Türkülerimi harman yerine savurduğum, sazımı duvara asıp sözümü ateşe haykırdığım, güneşe verip anlımı bedenimi kavurduğum, meydanında semah döndüğüm, ozanlar diyarında ozanlarımı ateşe verdiğim yaralı toprağımın delikanlı Ozanıydı Muhlis Akarsu.

Tuzluçayır 1960’lı yıllardan itibaren yoksul ve emekçi insanların birlikte kurduğu bir mahalleydi. Sivas Kangal’dan, Divriği’den, Kayseri Sarız’dan, Gümüşhane Şiran’dan, Yozgat’tan, Çorum’dan kopup gelen insanların birlikte kader birliği ettiği bir mahalleydi. 1970 yılında doğmuştu Sait Metin. Divriği’den gelmişlerdi Tuzluçayıra. İlkokulu benimde okuduğum Süleyman Nazif İlkokulunda okumuştu. Sonra Tuzluçayır lisesi. O’nu kime sorarsanız “Küfür etmeyen, yalan söylemeyen, neşe dolu hareketli bir insan” olarak tanımlardı. Çok iyi bağlama çalar türkü söylerdi. Sanatçı ruhlu biriydi. Benden bir büyük abimle birlikte korolarda türkü söylerdi. Sivas’a hem Pir Sultan Abdal’ı canlandırmak hem de semah gurubuna saz çalmak için gitmişti.

Yemlik ve kenger sakızı kokan toprağımın, her 2 Temmuzunda hasret kokan ve hatırladıkça burnumun direğini sızlatan Tuzluçayır’ın uzun boylu, yakışıklı, sanatçı ruhlu delikanlısıydı Sait Metin.

1990’lı ve daha öncesi yıllarda güneş çok daha güzel doğardı Natoyoluna. Gecekonduların birbiri ardına dizildiği mahallemize Yakupabdal köylüleri gelir eşekle armut ve ahlat satardı. Çocuktuk. Üzüm satan motorların peşine takılırdık. Bir araba görsek arabaya dokunmak için birbirimizle yarışırdık. O mahallede doğup büyüyen çocuklar birbirini tanırdı. Konuşur oynardı. Bir arka sokağımızda otururdu Gülsün.
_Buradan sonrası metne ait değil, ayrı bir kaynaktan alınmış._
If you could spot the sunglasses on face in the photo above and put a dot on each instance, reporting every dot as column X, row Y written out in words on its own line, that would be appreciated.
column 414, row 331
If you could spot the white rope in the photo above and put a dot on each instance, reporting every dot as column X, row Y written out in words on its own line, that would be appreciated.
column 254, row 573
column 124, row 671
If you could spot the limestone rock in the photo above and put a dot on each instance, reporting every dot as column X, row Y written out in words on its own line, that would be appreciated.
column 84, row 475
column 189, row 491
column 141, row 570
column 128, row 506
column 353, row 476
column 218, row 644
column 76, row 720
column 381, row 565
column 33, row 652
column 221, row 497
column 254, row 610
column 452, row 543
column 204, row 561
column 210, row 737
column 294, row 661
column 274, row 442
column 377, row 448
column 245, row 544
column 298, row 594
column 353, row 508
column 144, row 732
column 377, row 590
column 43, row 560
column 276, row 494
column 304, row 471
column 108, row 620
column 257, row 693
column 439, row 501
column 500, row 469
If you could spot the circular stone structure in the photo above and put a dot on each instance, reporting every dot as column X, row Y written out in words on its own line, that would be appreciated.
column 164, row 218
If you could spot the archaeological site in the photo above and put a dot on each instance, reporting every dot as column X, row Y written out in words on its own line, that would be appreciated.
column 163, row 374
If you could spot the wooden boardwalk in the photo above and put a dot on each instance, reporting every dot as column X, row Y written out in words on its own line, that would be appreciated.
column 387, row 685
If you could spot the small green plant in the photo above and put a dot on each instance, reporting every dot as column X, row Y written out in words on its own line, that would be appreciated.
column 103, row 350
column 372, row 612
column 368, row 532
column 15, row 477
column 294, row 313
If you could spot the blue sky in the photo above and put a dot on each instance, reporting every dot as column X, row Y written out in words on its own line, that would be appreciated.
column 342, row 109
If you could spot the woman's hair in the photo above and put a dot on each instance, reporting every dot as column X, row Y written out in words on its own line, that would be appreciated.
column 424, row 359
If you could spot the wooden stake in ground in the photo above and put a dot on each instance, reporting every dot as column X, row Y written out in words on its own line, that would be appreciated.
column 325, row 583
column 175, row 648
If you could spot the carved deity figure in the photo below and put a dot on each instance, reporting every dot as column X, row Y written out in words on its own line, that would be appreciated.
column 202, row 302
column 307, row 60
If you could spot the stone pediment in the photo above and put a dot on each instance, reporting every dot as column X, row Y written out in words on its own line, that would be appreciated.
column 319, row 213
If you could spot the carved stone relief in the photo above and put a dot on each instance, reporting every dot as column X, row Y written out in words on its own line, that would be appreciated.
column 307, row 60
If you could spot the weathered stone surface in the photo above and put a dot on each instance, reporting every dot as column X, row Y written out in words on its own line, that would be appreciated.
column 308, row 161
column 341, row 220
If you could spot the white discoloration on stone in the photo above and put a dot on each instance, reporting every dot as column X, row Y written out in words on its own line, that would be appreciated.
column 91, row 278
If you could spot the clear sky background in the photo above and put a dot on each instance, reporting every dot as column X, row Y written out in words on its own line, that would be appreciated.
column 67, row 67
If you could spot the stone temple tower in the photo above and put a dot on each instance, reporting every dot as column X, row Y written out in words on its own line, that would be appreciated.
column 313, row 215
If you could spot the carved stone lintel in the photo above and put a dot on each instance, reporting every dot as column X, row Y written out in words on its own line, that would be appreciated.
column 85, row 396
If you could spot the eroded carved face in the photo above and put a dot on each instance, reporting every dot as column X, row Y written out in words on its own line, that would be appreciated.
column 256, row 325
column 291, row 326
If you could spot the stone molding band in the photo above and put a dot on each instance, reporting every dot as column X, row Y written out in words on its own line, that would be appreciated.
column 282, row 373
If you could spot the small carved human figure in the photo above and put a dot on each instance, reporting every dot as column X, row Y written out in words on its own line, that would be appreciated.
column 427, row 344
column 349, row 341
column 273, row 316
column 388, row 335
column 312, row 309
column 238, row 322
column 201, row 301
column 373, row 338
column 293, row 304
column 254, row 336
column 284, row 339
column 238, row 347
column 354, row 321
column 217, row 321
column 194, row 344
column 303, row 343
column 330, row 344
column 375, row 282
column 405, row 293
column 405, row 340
Yaşıtımdı. Komşumuzdu. Memleketlimdi. Arkadaşımdı. Çamşıh’ın tanınmış Halk Ozanlarından Mehmet Ali Karababa’nın kızıydı.

Yıkılmıştı Mehmet Ali amca. Sivas katliamından sonra ki aylarda bir iki kez kalp krizi geçirmişti. Sivas katliamından 2 sene sonra 1995’te kızı Gülsün’e kavuştuğunda o’na olan özlemini şu dizelerle anlatmıştı: Yavrum ben ölüyorum anne de hasta / Evimiz barkımız kederde yasta / Gülsüm’ü yaktılar kanlı Sivas’ta / Sensiz bayram haram olsun Gülsüm’üm”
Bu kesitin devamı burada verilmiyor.